Le bonheur d'être seul.

 

Il préférerait un bon tête à tête avec un livre, Beethoven ou Mozart ou quelqu'autre en fond. Avec peut être sur sa table de nuit, un verre de whisky. Du douze ans d'âge.

 

Parce qu'il n'a pas ce soir la tête à ça.

 

A ça, c'est à dire à la baise. Il en est à des milliards d'années lumières. S'il pense, c'est à des milliers d'autres choses. Ou même ne pense-t-il à rien. Mais pas à ça. Contrairement à la légende, un mec, ça ne pense pas qu'à ça.

 

A qui cela n'est-il jamais arrivé ?

 

Il est juste bien.

 

A peine bien.

 

Et voilà qu'une angoisse diffuse l'envahit. Un petit malaise qui pointe le bout de son nez, envahit les tuyaux sanguins, inonde les neurones, vide le ventre, affaisse l'appareil génital. Avec une petite tachycardie en prime.

 

Une morsure au plexus.

 

Elle s'approche.

 

Elle s'approche, câline comme une chatte qui retient ses chaleurs.

 

Elle s'approche, femelle désirante.

 

Et il lui prend comme une vague nausée. Ce n'est jamais très ragoûtant le désir de l'autre quand on ne le partage pas.

 

Il aimerait s'envoler et se réfugier sur la face cachée de la lune.

 

Et s'endormir, plonger dans cette bienheureuse inconscience nocturne, fuir la réalité du jour pour plonger dans le néant de la nuit. Alors, il fait semblant. Mais elle ne renonce pas. Elle le rappelle à la vie. Il est comme un suicidé que l'on vient de réanimer. Merde ! Encore là ! Fait chier.

 

Elle devine qu'il doit simuler. Mais même si elle le croit endormi, elle s'en fout, bien décidée de le sortir des bras de Morphée pour le serrer entre ses jambes.

 

Elle commence tout doucement. Il espère encore que ce ne sera qu'un peu de tendresse avant que le sommeil les sépare.

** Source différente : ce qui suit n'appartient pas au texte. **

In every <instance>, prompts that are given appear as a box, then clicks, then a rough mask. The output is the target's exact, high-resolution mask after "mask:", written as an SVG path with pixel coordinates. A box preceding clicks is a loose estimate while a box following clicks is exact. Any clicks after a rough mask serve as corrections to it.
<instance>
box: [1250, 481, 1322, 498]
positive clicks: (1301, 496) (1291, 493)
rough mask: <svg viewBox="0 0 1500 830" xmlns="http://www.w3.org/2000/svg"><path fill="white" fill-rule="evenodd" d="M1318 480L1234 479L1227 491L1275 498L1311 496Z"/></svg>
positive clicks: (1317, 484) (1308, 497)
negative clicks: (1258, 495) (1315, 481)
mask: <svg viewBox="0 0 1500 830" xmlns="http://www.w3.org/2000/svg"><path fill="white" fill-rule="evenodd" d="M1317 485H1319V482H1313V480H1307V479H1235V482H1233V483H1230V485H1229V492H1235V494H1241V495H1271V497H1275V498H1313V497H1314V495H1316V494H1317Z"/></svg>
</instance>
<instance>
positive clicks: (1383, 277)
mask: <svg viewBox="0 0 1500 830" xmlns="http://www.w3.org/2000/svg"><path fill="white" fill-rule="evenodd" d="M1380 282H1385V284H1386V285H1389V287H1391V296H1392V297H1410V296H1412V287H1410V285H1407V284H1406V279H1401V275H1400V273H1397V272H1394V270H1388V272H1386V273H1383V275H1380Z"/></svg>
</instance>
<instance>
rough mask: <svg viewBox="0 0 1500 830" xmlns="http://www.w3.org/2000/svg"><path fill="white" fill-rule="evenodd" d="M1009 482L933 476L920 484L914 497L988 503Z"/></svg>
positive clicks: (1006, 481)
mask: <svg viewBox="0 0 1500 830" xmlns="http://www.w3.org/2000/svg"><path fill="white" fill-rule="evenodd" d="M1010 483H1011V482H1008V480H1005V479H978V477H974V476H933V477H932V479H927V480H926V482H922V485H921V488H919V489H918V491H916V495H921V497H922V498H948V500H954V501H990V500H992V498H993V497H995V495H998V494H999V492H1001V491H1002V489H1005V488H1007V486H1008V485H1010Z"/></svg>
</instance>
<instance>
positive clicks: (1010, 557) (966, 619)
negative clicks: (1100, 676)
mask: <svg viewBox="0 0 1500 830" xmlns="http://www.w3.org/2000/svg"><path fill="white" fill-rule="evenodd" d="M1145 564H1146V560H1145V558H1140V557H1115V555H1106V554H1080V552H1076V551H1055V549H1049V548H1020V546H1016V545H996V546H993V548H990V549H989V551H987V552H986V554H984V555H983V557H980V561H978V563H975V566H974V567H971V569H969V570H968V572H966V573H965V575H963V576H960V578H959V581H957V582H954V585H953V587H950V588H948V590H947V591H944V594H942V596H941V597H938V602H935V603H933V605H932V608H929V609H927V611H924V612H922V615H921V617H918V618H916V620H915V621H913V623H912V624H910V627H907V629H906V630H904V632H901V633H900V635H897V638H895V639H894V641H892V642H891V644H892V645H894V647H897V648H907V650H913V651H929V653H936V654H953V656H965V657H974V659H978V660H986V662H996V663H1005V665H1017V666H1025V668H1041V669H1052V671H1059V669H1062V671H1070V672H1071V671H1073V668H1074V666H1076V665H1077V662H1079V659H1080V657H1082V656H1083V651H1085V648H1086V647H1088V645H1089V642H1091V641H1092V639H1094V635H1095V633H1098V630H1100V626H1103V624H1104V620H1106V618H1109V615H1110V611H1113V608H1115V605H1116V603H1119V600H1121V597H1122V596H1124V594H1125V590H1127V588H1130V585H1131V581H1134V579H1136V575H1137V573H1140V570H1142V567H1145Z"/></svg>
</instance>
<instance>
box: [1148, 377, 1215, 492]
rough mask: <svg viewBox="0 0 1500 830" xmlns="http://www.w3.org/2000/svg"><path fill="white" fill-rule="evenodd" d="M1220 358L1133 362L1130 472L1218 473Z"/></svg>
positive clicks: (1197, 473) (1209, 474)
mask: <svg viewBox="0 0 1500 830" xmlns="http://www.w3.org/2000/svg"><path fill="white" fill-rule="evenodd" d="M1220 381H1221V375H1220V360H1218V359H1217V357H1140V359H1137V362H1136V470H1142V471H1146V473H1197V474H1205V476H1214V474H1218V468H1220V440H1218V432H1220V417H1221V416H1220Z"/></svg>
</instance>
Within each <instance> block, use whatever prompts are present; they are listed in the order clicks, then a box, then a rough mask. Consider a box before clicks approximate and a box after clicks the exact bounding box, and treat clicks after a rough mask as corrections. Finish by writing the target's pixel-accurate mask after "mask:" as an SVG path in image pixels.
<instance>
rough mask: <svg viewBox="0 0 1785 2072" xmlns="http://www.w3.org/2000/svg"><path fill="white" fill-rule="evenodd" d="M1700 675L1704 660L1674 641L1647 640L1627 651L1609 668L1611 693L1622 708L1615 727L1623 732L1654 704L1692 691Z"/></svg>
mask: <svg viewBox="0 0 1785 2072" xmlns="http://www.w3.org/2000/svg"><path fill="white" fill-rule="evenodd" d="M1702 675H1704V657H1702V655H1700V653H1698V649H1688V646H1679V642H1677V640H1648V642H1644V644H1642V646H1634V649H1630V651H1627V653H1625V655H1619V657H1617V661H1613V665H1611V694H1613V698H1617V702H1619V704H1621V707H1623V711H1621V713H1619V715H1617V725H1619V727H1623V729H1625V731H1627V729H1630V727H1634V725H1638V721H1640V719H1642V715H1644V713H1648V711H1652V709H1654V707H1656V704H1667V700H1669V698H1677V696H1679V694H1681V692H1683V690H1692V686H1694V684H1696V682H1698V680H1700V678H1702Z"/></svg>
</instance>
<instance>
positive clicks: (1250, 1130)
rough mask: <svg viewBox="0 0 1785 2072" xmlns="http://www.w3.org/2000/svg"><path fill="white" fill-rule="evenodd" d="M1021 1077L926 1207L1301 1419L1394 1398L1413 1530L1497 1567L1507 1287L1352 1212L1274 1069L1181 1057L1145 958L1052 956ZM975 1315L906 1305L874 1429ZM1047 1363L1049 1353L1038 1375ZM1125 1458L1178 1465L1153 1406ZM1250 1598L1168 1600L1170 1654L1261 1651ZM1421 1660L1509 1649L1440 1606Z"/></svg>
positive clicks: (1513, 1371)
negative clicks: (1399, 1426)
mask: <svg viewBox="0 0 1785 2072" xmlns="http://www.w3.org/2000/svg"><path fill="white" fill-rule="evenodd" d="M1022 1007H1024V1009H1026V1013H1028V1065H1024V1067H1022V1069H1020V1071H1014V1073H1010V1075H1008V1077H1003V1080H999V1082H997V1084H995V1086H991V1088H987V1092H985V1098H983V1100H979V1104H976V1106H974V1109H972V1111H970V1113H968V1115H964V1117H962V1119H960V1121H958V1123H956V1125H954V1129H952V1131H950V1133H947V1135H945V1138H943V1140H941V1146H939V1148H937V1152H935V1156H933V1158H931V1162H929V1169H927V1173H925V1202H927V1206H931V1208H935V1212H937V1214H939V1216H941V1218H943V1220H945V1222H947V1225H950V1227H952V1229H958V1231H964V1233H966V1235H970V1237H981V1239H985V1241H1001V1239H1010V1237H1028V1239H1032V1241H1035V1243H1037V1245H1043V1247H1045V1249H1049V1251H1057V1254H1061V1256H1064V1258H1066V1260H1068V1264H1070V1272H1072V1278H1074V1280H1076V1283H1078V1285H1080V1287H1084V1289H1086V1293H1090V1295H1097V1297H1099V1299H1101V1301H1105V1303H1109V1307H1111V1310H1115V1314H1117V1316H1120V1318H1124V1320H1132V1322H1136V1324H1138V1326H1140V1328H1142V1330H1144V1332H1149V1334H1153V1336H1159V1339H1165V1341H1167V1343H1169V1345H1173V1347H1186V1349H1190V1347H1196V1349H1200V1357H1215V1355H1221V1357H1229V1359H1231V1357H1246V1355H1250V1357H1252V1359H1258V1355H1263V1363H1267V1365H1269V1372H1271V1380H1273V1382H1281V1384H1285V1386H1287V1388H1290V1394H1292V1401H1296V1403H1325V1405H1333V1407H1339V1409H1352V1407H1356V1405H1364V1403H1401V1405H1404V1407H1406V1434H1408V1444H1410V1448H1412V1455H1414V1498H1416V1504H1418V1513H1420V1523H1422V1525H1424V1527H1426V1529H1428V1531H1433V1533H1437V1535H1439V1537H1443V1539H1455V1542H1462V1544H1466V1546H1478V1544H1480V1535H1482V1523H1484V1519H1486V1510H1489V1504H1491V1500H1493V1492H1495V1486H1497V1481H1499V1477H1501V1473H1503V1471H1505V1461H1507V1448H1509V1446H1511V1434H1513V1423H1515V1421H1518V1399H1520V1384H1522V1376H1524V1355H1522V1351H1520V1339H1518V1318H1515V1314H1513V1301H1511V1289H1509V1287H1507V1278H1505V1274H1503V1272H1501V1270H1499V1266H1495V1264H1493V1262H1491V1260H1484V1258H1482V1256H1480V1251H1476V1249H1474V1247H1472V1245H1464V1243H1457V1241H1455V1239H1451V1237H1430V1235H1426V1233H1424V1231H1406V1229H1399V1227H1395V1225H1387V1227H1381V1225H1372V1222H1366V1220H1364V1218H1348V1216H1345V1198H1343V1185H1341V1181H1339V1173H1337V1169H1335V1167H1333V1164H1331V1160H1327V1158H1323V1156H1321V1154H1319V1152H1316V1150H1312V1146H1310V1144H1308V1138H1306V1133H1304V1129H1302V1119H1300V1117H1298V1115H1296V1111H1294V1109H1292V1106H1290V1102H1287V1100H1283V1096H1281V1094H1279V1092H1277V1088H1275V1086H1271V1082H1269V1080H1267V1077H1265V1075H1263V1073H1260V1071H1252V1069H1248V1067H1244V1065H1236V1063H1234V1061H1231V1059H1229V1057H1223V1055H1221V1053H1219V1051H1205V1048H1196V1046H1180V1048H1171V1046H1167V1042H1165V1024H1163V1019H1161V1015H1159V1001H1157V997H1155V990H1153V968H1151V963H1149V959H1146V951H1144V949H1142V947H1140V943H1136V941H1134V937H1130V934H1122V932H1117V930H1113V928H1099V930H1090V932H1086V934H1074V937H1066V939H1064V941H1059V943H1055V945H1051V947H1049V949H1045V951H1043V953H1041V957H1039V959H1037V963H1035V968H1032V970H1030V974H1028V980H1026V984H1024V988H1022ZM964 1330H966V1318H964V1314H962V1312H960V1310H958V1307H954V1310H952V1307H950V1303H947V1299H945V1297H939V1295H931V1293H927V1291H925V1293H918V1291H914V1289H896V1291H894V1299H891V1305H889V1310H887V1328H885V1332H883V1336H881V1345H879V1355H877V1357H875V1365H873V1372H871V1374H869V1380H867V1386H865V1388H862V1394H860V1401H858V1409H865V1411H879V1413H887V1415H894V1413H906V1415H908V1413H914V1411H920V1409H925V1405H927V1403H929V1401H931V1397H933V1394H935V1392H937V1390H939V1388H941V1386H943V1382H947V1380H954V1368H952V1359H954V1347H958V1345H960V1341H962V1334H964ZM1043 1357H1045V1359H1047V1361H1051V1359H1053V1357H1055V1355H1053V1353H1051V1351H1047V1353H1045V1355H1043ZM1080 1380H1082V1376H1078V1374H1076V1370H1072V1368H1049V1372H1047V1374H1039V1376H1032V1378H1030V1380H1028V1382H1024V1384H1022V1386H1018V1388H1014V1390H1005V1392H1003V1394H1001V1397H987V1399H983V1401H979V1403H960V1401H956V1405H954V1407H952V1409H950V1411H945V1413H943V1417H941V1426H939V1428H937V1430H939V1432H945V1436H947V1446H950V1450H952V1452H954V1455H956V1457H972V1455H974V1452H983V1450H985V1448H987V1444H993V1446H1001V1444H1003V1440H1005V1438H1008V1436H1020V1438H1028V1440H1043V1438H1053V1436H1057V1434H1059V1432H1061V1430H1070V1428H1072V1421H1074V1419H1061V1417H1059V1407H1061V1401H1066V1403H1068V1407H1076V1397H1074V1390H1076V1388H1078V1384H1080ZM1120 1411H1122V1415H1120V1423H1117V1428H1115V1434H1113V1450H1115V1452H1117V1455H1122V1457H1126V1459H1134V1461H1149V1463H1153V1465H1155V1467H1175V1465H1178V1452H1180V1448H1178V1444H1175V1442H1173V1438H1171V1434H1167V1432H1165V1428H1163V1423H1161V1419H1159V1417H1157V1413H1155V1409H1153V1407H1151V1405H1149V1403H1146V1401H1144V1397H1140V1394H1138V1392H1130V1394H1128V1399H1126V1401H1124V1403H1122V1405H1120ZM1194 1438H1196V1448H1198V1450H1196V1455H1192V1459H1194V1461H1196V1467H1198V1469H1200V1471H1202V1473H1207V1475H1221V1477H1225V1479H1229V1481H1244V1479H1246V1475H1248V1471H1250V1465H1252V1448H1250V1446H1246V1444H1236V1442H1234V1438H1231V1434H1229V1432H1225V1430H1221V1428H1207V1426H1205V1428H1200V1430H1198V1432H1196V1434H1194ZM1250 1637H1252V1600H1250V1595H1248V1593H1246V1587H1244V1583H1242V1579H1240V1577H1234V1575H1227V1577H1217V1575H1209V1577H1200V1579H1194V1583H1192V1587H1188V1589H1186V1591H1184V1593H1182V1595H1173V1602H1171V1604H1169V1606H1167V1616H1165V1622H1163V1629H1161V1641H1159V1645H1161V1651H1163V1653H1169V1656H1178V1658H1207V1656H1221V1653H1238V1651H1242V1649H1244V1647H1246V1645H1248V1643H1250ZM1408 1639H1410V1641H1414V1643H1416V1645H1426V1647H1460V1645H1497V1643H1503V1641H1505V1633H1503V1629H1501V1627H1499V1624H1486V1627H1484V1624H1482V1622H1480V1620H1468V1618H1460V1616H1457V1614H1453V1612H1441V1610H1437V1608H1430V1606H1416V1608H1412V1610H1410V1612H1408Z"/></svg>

Il s'obstine dans son immobilité et sa respiration de faux dormeur.

 

Puis elle insiste, puisqu'il ne semble pas comprendre, obstiné dans son absence. Elle le caresse, le pourlèche, le suçote, le mordille.

 

La physiologie a ses réflexes, il bande.

 

Il a suffit qu'elle le lâche et retourne comme fâchée pour qu'il bande.

 

Malgré lui, il bande.

 

Combat entre lui et lui.

 

Résister, la pulsion est bien là mais l'envie est aux abonnés absents. Trop de silence depuis trop de jours. De froideur et d'indifférence. Il ne veut pas capituler. Pas cette fois. Ce soir, il n’obtempérera pas.

 

Tentation.

 

Par mécanisme psycho-physiologique il ne résiste plus.

 

La mécanique sexuelle est ce qu'elle est, il ne peut rien contre. Il ne peut pas lutter.

 

Et puis, il redoute le réveil. Elle risque fort de lui faire payer sa résistance. Si elle s'endort frustrée, même si, il le sait, elle se calmera avec ses doigts, elle lui imposera sa mauvaise humeur toute la journée et peut être plus. Elle le repoussera, l'abandonnera. Et ça, il sait que c'est pour lui intolérable. Trop douloureux.

 

Pourtant, s'incliner, se soumettre à la loi de ses seuls désirs, une fois encore, une fois de plus, une fois de trop... Il rêve de ce moment où il dira clairement non. Mais il ne peut pas. Manque de courage, il le reconnaît, se disant qu'il n'a pas de couilles.

 

Alors...

 

Il ne pourra plus feindre encore très longtemps. Il ne peut plus lui cacher sa bandaison. Elle sait qu'il bande. Elle a pris les choses en main, les choses en bouche. Elle le couche sur le dos dans douceur et vient écraser ses seins sur son torse. Elle s'active tant et si bien qu'il se retrouve planté droit en elle qui le chevauche. Sans qu'il est eu le temps de comprendre vraiment ce qui se passait.

 

Bien il se dit que l'appétit viendra en mangeant. Alors, il se met bravement, héroïquement à table. Mais l'appétit ne viendra pas vraiment. Et le repas sera long et aussi peu joyeux qu'un roman russe.

 

Il ressent son mépris qu'elle ne lui cache pas. Tout à l'heure, il aura honte de lui.

 

C'est elle qui le baise.

 

Bien sûr, il ne compte pas les mouches au plafond pour passer le temps. Il est actif, parce que, c'est la loi du genre, le mec doit être actif. Alors il s'active, attentif, attentionné, tendre, amoureux. Enfin il fait ce qu'il peut dans un simulacre angoissé. Son envie d'elle n'est pas très sûre. Il a peur de la débandaison intempestive ou de l'éjaculation prématurée. Ce qui pourrait être catastrophique. Et à coup sûr une blessure insupportable de son ego. Et une bonne dose de culpabilité de ne l'avoir pas conduite jusqu'à l'orgasme. Et la crainte d'un matin qui ne chanterait pas vraiment.

 

Il pense à tout ça. Tout en essayant de se concentrer sur ce qui est en train de se passer.

 

Il a la tête ailleurs. Il ne maîtrise pas les idées qui dansent comme des folles dans sa tête.

 

 

Il la sent jouir, étranger à son orgasme. Il ne sent pas concerné. Elle se sert de lui pour se faire jouir. Et elle se dépêche de le faire éjaculer. Avant de se débarrasser de lui d'un coup de hanche et de lui tourner le dos.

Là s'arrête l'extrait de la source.